The irony of getting angry at being portrayed as a cheater, only to be exposed as one.

Cheaters rightfully get harshly punished and vilified by the public, as they compromise the integrity of competition, but that doesn’t mean that the players themselves go away, or in the case of Billy Mitchell, that their influence disappears. 

Mitchell is still one of the greatest players to ever front an arcade cabinet, and still has many adoring fans, despite his tarnished reputation. He also continues to play at a high level, with several videos on his Twitch channel showcasing his skills in various arcade games (including multiple one million point games in Donkey Kong.) The sad truth is that obviously Mitchell had the talent to get these scores without resorting to doctoring footage and using emulators.
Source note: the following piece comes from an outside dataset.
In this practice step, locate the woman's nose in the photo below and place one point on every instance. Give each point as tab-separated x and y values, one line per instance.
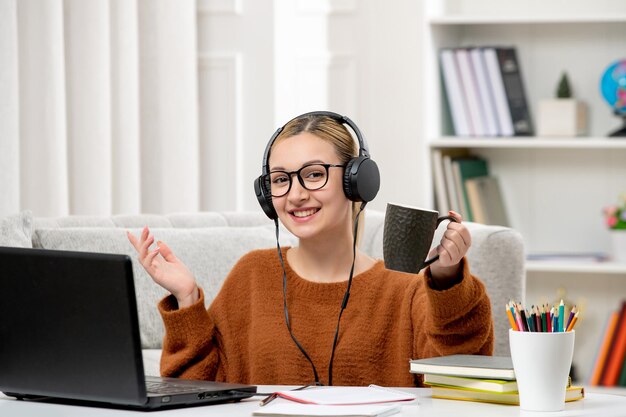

But his pride and unwillingness to take a backseat to anyone else led him down a dangerous road that has sullied his reputation and left his career with an asterisk.

Steve Wiebe got the last laugh, and is now the first officially recognized player to score over a million points in Donkey Kong.

After the investigation that led to Mitchell’s ban, Steve Wiebe was recognized as the first player ever to reach a million points in Donkey Kong. Mitchell continues to work as the owner of the Rickey’s World Famous Restaurant chain, as well as showing off his arcade skills as a casual player. 

Billy Mitchell is the tragic tale of a champion who was willing to do anything to stay on top, even bending the rules, only to have it blow up in his face. In the video game community, where records mean nothing unless they are rightfully earned, it’s game over for cheaters; no matter how good or valuable they may be.